Affinity Chromatography
  • Protein of interest is bound be creating a column with high affinity for that protein.
    • Accomplished by coating beads with a receptor that binds to the protein or a specific antibody to the protein.
  • Protein can be eluted by washing the column with a free receptor
    • Or Eluents can be created to alter the pH or salinity levels that disrupts the bonds between the ligand and the protein of interest
      • Recovered substance can be bound to the eluent, which can be difficult to remove.

Gas Chromatography
  • GC is also known as vapor-phase chromatography (VPC). Main difference between it and other methods is that the eluent is a gas. Instead of a liquid.

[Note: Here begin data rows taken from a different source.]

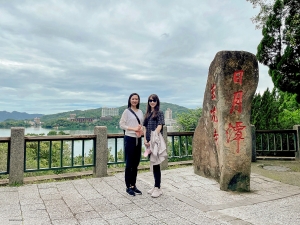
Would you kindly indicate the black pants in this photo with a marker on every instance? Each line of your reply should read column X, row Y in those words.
column 157, row 175
column 133, row 149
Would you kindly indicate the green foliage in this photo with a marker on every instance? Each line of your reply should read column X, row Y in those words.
column 280, row 47
column 3, row 158
column 181, row 149
column 14, row 123
column 188, row 121
column 265, row 9
column 60, row 119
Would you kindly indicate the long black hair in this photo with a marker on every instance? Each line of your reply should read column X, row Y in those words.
column 129, row 103
column 156, row 108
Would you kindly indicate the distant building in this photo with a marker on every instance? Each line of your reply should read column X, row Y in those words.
column 168, row 114
column 37, row 121
column 80, row 119
column 109, row 112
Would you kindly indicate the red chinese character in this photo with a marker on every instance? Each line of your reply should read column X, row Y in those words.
column 238, row 76
column 216, row 135
column 236, row 132
column 213, row 91
column 213, row 112
column 237, row 102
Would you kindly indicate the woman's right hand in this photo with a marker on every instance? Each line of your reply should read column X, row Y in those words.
column 147, row 144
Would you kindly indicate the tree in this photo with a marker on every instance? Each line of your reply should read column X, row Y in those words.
column 279, row 49
column 265, row 9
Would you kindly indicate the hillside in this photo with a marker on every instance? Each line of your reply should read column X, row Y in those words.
column 4, row 115
column 96, row 113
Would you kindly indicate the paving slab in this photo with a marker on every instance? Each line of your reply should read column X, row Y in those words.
column 187, row 199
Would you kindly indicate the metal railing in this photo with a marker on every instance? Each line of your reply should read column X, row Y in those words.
column 57, row 152
column 5, row 155
column 180, row 145
column 276, row 142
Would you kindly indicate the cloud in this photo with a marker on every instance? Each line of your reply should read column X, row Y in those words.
column 58, row 56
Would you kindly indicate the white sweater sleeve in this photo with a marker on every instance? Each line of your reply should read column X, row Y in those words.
column 123, row 121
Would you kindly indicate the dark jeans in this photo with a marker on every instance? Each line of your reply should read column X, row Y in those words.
column 157, row 175
column 133, row 149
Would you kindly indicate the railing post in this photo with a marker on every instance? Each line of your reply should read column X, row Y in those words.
column 100, row 169
column 253, row 133
column 164, row 164
column 16, row 165
column 297, row 154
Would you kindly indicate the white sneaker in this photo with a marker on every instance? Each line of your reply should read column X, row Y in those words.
column 156, row 193
column 150, row 191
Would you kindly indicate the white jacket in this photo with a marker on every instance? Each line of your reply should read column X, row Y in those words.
column 158, row 149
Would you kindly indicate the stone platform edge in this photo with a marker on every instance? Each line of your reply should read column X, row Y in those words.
column 83, row 174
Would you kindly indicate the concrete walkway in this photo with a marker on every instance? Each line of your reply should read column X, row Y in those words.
column 187, row 199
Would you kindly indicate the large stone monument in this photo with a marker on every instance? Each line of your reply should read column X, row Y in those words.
column 222, row 143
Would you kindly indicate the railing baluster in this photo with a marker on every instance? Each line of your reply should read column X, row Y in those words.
column 50, row 154
column 82, row 153
column 61, row 152
column 116, row 149
column 72, row 154
column 179, row 149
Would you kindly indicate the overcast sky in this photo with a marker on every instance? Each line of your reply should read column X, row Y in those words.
column 57, row 56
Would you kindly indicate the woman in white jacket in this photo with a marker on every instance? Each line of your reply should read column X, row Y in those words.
column 153, row 121
column 131, row 121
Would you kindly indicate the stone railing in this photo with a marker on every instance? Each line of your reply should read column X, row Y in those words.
column 17, row 149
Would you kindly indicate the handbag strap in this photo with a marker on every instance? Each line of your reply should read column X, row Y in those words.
column 135, row 115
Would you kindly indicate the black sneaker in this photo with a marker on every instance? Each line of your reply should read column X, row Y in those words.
column 130, row 192
column 136, row 191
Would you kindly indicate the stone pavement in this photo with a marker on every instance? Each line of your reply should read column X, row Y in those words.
column 187, row 199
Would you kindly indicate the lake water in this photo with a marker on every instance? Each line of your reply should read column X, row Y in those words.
column 77, row 144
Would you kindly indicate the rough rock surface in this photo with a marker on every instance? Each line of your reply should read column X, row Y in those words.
column 222, row 143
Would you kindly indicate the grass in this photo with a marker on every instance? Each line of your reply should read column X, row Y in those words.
column 291, row 176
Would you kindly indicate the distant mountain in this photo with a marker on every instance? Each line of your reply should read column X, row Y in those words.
column 4, row 115
column 89, row 113
column 96, row 113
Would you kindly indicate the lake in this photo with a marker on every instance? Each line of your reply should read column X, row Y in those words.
column 77, row 144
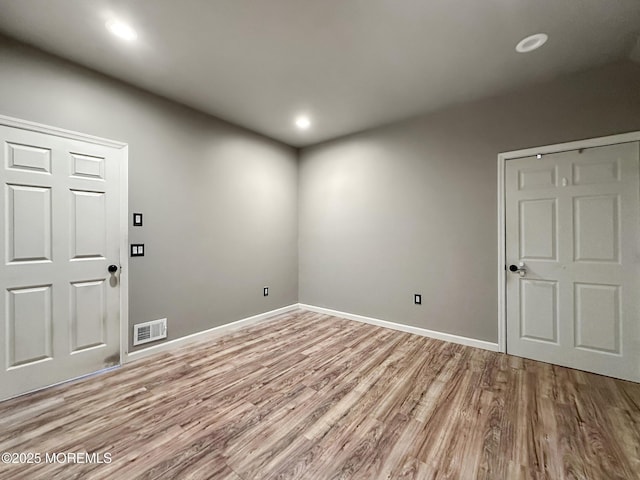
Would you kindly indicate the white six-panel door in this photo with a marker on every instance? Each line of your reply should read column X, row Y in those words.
column 58, row 235
column 572, row 219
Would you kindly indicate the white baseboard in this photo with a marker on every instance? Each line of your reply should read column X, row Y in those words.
column 447, row 337
column 178, row 342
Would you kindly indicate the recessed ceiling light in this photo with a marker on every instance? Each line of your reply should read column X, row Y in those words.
column 303, row 122
column 532, row 42
column 121, row 30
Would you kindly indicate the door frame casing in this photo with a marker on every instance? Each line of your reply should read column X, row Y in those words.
column 123, row 158
column 502, row 232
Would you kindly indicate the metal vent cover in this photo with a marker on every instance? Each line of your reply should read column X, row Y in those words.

    • Adsorbent is crushed metal or polymer which is coiled into a column and placed in an oven to control the temperature.
  • Gaseous compounds travel through the column at different rates since they adhere to the adsorbent in the column at different degrees.
  • Injected compounds must be volatile: low melting-point, sublimable solids or vaporizable liquids.
  • Common to separate molecules using GC and then inject the pure molecules into a mass spectrometer for molecular weight determination.
    • Mass spectrometry: the ionization and fragmentation of compounds which then runs the fragments through a magnetic field which separates the masses based on charge.
      • Relative concentration of the different fragments can be calculated and compared against reference values to identify the compounds.

High-Performance Liquid Chromatography
  • Liquid eluent travels through a column of defined composition.
  • Needed high pressure before but not anymore.
  • Small sample is injected into the column and separation occurs as it flows through. The compound then passes through a detector and is collected as the solvent flows.
  • Difference is that the process is computerized by the detector
    • Allows for sophisticated solvent/temperature gradients can be applied to the column to help resolve the various compounds in the sample.